Der deutschen Demokratie, wie sie 1919 in Weimar konstituiert wurde, ist es im ganzen nicht gelungen, Föderalismus und Selbstverwaltung in wirklich sinnvoller und fruchtbarer Weise organisch in ihren Staatsaufbau einzufügen. Die Problematik der Beziehungen zwischen Reich und Ländern ist vom Anfang bis zum Ende der Republik ein ständiger Gegenstand lebhafter Auseinandersetzung und ebenso vielfältiger wie fruchtloser Reformbestrebungen gewesen. Der Kampf um die Abgrenzung von Reichs- und Länderzuständigkeiten wurde, wie der Präsident des Deutschen Städtetages 1928 in Breslau tadelnd und anklagend hervorhob, auf dem Rücken der Gemeinden ausgetragen. Weit wichtiger als die vielerörterte „Aushöhlung” der Länder durch das Reich, meinte er, sei die Aushöhlung der Gemeinden durch die Länder. Im Kampfe zwischen Reich und Ländern müßten die Gemeinden als die staatsrechtlich Schwächsten zuerst auf der Strecke bleiben 22).

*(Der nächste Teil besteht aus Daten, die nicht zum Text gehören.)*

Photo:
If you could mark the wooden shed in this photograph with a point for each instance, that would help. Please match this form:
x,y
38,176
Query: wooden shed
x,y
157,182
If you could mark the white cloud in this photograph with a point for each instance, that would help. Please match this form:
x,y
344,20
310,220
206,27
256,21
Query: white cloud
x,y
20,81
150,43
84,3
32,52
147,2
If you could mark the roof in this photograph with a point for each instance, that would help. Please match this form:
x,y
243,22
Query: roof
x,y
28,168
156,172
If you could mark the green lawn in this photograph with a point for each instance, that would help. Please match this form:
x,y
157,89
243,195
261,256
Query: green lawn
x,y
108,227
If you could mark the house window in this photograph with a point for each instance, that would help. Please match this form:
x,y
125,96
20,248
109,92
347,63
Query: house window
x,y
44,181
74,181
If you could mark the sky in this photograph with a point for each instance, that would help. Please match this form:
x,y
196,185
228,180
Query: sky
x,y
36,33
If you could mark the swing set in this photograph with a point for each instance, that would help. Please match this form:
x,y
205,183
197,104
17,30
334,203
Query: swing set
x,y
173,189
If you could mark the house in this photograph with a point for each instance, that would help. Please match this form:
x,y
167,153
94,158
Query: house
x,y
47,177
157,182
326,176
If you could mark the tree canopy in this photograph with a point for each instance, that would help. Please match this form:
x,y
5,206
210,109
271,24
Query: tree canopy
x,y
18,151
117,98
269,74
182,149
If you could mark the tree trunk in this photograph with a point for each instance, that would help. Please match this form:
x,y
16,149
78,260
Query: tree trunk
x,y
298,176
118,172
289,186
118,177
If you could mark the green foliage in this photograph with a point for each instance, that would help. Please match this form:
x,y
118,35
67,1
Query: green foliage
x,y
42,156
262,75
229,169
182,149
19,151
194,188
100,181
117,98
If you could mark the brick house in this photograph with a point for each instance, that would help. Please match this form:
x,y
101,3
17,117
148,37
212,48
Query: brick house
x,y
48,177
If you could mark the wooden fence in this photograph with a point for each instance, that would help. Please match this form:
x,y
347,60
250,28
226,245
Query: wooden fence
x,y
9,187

Ich kann den Einzelheiten der damaligen Auseinandersetzungen, die Ihnen zum Teil noch in Erinnerung sein werden, hier nicht weiter nachgehen. Im Rahmen unseres Themas notwendig aber ist es, nach den Ursachen jener Fehlentwicklung zu fragen.

Wenn alle sachverständigen Beobachter jener Entwicklung im wesentlichen darin übereinstimmen, daß unter der Bismarckschen Reichsverfassung der bündische Charakter des Reiches kräftiger ausgeprägt und der Entfaltungsspielraum der kommunalen Selbstverwaltung ein weiterer gewesen sei, so dürfte der Inhalt dieser Feststellung nur eine logische Folge der Tatsache gewesen sein, daß die Träger des Weimarer Staates zum größeren Teil jener demokratischen Konzeption anhingen, die von dem Gedanken der einheitlichen Nation im Sinne Rousseaus und der Französischen Revolution ausgeht. Das Versagen der bundesstaatlichen Organisation


22) Mulert, Reichsaufbau und Selbstverwaltung. Berlin 1929. Seite 11-13.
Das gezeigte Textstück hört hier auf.